Challenging TDD: can tests cover every feature?

After having spent some time in the Pharo community, I have realized how much people rely on tests, not only to find bugs, but as a core developping tool. In Pharo, the idea of TDD is really pushed as far as it can go: the typical workflow is to write unit tests, run them, which of course fails (because no other code has been written yet) complaining that a given method is not implemented. This failure is caught by the Pharo runtime, which opens their cool debugger. The important part is that the debugger allows you to write code right away, to fill up the missing method. Then, you ask the debugger to continue the execution where it was left, and the Pharo VM patches every live object to take into accounts the modifications you have done.

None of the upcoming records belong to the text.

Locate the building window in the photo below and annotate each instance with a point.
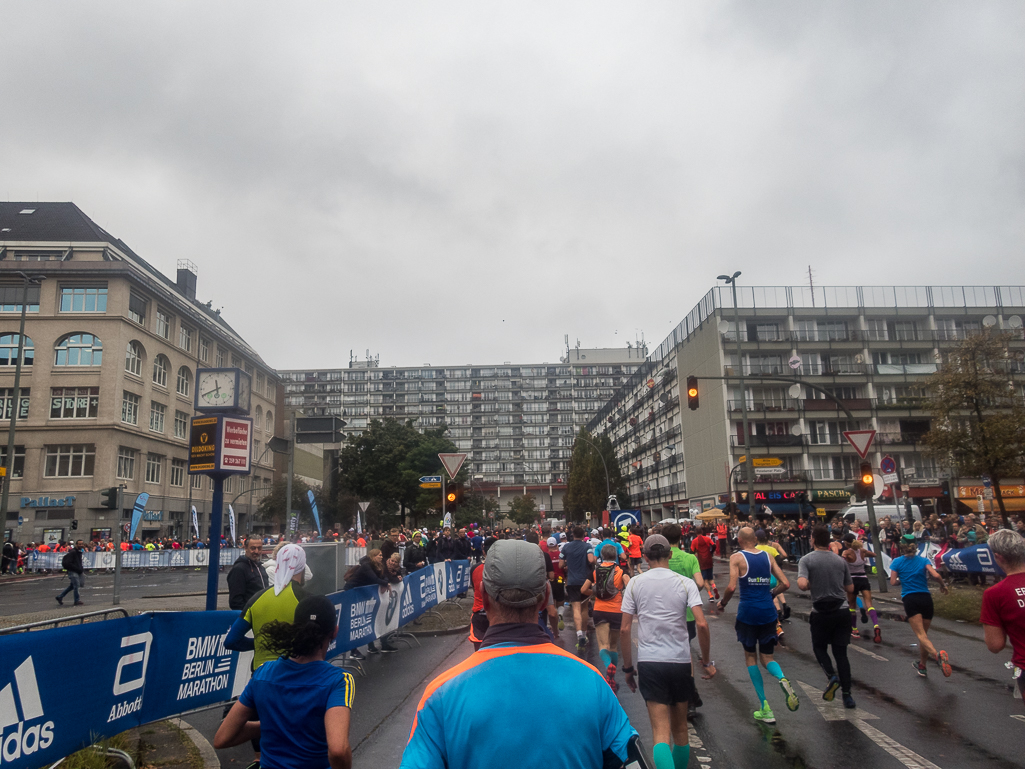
(74, 403)
(70, 460)
(177, 472)
(8, 351)
(83, 298)
(160, 370)
(183, 386)
(153, 464)
(136, 309)
(6, 403)
(133, 359)
(163, 327)
(180, 425)
(18, 470)
(126, 463)
(10, 297)
(157, 412)
(129, 408)
(79, 350)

Not only this sounds very cool, as there are people who literally never ever code from outside their debugger, but it also has a lot of good properties. You naturally don’t write code that is not covered by a test, since every line of code you write is written when a test needs it. This entails that every piece of code you write has examples that use them: their unit tests. I have heard of some people who say they don’t need to write documentation, because they write clear and concise unit tests, which act as the documentation. In fact, I have even heard a bold claim

“If it’s not tested, it’s not a feature” — Cueball

After some search, I’ve realized that similar slogans are quite common among TDD enthusiasts ("if it’s not tested, it’s broken", …). And it’s hard to argue with the facts: there is not a single medium to big project that doesn’t have a sizeable test suite, because humans make mistakes and coding is hard.

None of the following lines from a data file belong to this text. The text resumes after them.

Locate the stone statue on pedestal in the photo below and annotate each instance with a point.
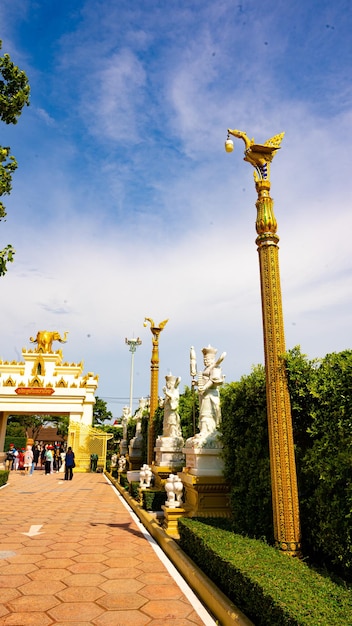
(135, 446)
(208, 383)
(168, 448)
(124, 419)
(171, 423)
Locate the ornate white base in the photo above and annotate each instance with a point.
(204, 461)
(123, 447)
(168, 452)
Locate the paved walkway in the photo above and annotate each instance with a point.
(73, 553)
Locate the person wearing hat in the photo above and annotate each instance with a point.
(48, 460)
(10, 457)
(69, 463)
(28, 459)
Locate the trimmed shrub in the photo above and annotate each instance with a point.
(4, 476)
(269, 587)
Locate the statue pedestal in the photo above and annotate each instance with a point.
(135, 453)
(123, 447)
(168, 453)
(205, 496)
(202, 461)
(171, 516)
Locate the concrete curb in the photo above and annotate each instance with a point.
(213, 599)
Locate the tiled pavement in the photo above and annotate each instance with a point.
(72, 553)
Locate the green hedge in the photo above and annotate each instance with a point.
(268, 586)
(4, 475)
(18, 442)
(321, 401)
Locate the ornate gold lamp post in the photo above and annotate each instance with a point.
(282, 459)
(154, 382)
(132, 343)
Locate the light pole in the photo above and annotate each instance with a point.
(154, 382)
(282, 459)
(132, 343)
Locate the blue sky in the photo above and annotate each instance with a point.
(125, 204)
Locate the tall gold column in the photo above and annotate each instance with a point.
(154, 382)
(282, 458)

That being said, I’ve been puzzled for some time by that first sentence, “if it’s not tested, it’s not a feature”, which somehow implies that all features are testable. Is that really the case? If not, how could I detect a bug in a feature that no test could reveal? The rest of this post will be spent searching for this kind of bugs/features.

Detailed assumptions

First of all, the point here is not to say that a test suite is fundamentally incomplete, that is, even if all the tests are green, there can still be bugs. In the formal verification lingo, tests are said to be unsound. But that’s fine. Tests have other purposes than to formally certify a code base (documenting code, providing examples, tracking bugs, …).

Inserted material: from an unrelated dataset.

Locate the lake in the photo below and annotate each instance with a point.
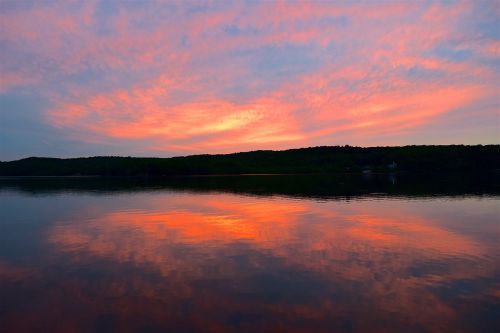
(371, 253)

In fact, we will assume for the rest of this post that we know what the bug is. We have a minimal, reproducible example that exhibits it. We have infinite engineering budget, so we can develop as much testing infrastructure as needed. We have an arbitrary amount of time, so our tests can run as long as needed to reveal the bug. The question is: is there a bug for which we still cannot write a test that exhibits it? Take some time to think about it. If you have no clue, and think that it doesn’t make sense to have a bug that is impossible to witness, stay with me!

First attempts: randomness and side effects

Maybe you have already faced a similar situation in practice: you know there is a bug, but you fail to reproduce it. You try to write some tests that would exhibit it, following some instructions an other user has provided you indicating what happened to them when they witnessed the bug. Yet, frustratingly, you do not witness any bug yourself. If you have later realized what was the cause for that bug, and why you couldn’t reproduce it easily, you may have answered our main question with one these cases. Most often, though, this does not qualify for the kind of bugs I was looking for, and I’ll try to explain why on some examples.

Randomness

What if the behavior of the program is non-deterministic, as in, it requires a source of randomness to work (which is, in practice, extremely common because it is likely that the common datastructures of your standard library do so). Then, you could run your program in the same settings over and over again and, if you’re unlucky enough (or lucky, from the point of view), never witness that particular executation trace that exhibits a bug.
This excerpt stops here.